The Soviettes

The Soviettes

The Soviettes



The Soviettes are a fearsome foursome from Minneapolis that make snappy, punchy and to the point power-pop music reminiscent of Bikini Kill, The Gossip, X or a really mad Sleater-Kinney.

Imagine if you will, the coolest show ever in the worst dive ever. The band onstage sounds like the Beach Boys, Go-Go’ s and The Ramones in a knife fight over hairspray and alcohol. In their zeal to a tease their hair and get drunk, this band flat out kicks some ass. That band is The Soviettes, and they will change your life.

Although LPII clocks in at nearly twenty-five minutes, the time spent is well worth the effort. The Soviettes have made an album that is insatiable. You will fight it and deny it and feel guilty as hell for doing it, but immediately after “Come On Bokkie” screeches to a halt you will reach out, push some buttons and fervently play it again.

This is because The Soviettes make songs that are so crisp and curt you really don’t mind the abruptness. The band’s propensity for cold endings and fast stops may initially frustrate you. But before you can shake your fists in rage, they have moved on and picked another fight. The record opens with “Ten,” an edgy gem with power chords ablazin’, and moves onto a fast paean to falling down hard, “#1 Is Number Two.” The jangly “Winning Is for Losers” is raw and energetic. “Tonight” is a nice departure; it is the closet that The Soviettes will ever get to a power ballad. It starts softly and folds itself inward.

It is at this point that you know these guys are for real. “Pass The Flashlight,” “Love Song” and “Don’t Say No” are absolutely perfect, furious doses of sonic caffeine and noise.

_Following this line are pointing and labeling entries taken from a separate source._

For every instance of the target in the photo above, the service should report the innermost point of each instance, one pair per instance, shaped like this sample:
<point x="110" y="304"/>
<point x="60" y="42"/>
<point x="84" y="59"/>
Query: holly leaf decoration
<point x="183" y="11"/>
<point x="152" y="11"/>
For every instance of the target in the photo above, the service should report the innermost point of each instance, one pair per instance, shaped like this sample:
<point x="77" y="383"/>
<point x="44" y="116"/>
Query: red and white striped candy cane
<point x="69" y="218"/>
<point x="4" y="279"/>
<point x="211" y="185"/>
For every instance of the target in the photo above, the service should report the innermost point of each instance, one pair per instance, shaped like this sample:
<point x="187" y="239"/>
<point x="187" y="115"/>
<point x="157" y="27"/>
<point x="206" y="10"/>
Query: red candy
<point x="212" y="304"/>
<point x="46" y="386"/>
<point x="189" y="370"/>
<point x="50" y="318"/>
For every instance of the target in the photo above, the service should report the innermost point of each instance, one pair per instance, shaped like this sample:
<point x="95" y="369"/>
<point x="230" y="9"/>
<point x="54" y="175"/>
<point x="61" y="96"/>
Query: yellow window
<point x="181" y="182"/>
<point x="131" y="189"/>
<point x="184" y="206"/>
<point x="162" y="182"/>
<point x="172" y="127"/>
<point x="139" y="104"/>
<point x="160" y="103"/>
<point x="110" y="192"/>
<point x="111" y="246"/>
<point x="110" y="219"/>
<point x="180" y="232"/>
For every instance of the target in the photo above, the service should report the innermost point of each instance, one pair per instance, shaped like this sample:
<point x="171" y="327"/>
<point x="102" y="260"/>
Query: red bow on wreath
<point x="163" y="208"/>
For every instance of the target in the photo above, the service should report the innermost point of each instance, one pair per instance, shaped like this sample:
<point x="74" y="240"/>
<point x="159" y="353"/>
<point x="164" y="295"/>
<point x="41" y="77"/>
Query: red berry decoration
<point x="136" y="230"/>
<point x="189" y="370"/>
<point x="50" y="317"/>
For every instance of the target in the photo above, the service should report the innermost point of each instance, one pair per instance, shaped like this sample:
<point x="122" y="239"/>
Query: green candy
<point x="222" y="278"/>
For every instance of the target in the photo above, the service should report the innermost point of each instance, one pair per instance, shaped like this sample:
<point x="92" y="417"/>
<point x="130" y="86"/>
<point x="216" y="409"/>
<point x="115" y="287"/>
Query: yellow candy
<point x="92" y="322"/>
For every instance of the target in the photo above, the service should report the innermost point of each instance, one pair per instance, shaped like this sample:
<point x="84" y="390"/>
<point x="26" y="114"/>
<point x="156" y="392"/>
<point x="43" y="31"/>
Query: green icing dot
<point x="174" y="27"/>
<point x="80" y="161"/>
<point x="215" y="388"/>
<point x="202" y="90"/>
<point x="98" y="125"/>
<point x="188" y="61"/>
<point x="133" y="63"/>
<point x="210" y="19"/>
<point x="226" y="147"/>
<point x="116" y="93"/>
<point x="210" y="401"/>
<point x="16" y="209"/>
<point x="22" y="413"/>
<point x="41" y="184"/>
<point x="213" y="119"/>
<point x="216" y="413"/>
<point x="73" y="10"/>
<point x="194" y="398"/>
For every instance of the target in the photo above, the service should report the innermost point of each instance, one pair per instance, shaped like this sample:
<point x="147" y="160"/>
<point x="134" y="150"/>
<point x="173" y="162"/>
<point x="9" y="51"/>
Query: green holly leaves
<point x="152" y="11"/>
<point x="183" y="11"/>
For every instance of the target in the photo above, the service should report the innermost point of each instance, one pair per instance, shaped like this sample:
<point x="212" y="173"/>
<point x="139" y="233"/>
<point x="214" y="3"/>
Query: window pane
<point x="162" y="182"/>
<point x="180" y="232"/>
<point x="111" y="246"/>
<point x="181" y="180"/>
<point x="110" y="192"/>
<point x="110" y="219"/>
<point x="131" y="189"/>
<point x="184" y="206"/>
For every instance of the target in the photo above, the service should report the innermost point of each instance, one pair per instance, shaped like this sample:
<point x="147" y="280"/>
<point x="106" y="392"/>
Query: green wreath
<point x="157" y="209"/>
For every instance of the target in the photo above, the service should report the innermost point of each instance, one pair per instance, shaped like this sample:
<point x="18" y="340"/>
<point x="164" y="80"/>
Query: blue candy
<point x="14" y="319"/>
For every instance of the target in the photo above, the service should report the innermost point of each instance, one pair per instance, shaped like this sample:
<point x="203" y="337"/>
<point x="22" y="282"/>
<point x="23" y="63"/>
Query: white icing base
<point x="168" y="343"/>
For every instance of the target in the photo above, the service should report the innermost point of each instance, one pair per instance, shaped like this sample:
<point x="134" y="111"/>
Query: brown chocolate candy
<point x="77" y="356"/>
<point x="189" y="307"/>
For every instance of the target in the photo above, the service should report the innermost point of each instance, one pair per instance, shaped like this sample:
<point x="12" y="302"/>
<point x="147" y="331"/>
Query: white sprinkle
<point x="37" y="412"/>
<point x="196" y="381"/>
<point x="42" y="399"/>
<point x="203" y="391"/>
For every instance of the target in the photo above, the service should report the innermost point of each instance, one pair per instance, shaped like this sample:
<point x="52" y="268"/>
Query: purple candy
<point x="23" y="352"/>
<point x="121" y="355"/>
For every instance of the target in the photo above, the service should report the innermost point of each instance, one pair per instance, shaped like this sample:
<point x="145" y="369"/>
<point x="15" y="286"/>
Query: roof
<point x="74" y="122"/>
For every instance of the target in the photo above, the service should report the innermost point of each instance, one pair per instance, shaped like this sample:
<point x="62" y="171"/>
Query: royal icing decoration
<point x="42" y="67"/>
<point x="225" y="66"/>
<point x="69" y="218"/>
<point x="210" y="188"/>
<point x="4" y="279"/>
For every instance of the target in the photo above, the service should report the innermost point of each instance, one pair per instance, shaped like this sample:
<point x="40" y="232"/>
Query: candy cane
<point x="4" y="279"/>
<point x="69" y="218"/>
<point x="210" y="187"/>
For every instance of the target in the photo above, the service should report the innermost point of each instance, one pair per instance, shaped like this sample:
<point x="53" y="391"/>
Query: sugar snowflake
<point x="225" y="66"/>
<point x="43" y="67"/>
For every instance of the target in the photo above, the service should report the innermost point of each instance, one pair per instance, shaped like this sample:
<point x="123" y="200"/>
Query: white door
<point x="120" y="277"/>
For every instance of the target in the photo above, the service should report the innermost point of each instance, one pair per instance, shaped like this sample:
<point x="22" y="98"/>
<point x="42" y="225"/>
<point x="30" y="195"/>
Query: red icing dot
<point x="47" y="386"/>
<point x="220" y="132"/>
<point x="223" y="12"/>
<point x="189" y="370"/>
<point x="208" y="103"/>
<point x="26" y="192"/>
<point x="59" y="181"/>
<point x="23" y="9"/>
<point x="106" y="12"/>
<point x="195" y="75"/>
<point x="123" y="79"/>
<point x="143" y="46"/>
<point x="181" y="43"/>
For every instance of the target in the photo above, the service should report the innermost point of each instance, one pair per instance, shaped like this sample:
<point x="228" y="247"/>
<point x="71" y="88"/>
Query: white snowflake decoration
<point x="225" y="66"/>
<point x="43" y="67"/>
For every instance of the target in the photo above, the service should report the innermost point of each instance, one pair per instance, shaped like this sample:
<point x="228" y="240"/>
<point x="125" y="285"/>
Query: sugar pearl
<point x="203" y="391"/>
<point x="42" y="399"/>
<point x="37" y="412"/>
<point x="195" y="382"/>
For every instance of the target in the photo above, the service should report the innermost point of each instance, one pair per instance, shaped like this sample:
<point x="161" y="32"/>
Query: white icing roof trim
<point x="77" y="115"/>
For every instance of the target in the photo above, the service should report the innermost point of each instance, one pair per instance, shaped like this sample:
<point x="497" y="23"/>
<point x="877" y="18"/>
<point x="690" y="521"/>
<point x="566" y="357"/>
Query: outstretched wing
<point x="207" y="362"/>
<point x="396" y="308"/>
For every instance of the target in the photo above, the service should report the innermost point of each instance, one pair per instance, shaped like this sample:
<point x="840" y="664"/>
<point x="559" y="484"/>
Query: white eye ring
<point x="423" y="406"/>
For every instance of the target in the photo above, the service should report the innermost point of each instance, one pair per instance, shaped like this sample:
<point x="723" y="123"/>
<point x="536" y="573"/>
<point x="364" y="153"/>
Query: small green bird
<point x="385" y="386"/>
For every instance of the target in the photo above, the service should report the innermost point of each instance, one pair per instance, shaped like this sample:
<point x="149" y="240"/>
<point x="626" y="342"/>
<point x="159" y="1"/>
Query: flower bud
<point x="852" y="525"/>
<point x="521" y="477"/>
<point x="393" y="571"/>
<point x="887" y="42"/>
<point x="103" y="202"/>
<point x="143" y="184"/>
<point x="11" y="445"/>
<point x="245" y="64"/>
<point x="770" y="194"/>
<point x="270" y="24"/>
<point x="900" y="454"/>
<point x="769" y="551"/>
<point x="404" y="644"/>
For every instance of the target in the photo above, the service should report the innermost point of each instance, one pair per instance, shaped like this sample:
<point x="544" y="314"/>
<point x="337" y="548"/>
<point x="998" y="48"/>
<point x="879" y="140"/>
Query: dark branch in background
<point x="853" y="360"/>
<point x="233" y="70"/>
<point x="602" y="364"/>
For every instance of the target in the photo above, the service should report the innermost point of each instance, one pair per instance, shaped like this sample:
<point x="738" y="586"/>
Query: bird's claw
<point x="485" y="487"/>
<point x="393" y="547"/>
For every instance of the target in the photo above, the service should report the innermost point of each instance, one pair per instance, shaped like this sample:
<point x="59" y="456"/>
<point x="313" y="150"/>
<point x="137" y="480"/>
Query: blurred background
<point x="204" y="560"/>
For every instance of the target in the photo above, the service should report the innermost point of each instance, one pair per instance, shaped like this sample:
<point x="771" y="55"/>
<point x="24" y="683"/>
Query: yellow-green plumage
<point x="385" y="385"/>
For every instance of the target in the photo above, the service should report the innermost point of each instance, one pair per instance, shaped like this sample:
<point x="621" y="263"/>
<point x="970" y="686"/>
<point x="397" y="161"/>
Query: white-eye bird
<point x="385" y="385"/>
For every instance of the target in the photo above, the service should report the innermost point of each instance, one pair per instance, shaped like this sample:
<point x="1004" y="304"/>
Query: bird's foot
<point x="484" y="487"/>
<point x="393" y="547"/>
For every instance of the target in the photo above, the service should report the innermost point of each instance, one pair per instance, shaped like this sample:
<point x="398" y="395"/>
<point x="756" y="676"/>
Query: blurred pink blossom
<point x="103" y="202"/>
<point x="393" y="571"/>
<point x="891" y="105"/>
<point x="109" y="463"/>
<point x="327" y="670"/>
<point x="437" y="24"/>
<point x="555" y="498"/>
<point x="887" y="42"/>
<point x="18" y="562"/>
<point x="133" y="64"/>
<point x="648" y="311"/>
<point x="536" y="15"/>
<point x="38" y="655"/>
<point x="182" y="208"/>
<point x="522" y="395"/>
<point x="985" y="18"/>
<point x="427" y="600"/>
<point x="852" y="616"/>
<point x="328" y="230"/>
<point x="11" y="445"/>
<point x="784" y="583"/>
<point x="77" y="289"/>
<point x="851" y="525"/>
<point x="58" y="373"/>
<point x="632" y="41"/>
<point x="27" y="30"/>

The indie fused “Channel X” aptly displays The Soviettes’ unity and tightness. “Whatever You Want” is a toxin so potent that you’ll be left seeing red. However, the finest moments on LPII are the solid “Angel A” and the spastic “Love Song.” Both are catchy-as-hell powder kegs that explode in your mind and won’t go away. The boppy “Portland” manages to rip off a Cure lyric without sacrificing tenacity. It’s as if Jane Weidlin went over to the dark side and joined Kathleen Hanna’s next band.

In general, The Soviettes sound like a band sporting for a rumble. Despite their rough punk edges, they mix infectious vocals with pounding percussion and snappy guitar hooks. The band’s sense of timing cannot be recreated. It is spontaneous, fast and precise. Like all good workers, The Soviettes sweat and toil with great care. This enables them to flat out rock and thrash without upsetting their pop sensibilities.

LPII won’t change the music industry or end the crisis in the Sudan, but it will restore your faith that good punk rock records are still being made. This is a band that is going places and will definitely be heard from again. Tasty stuff!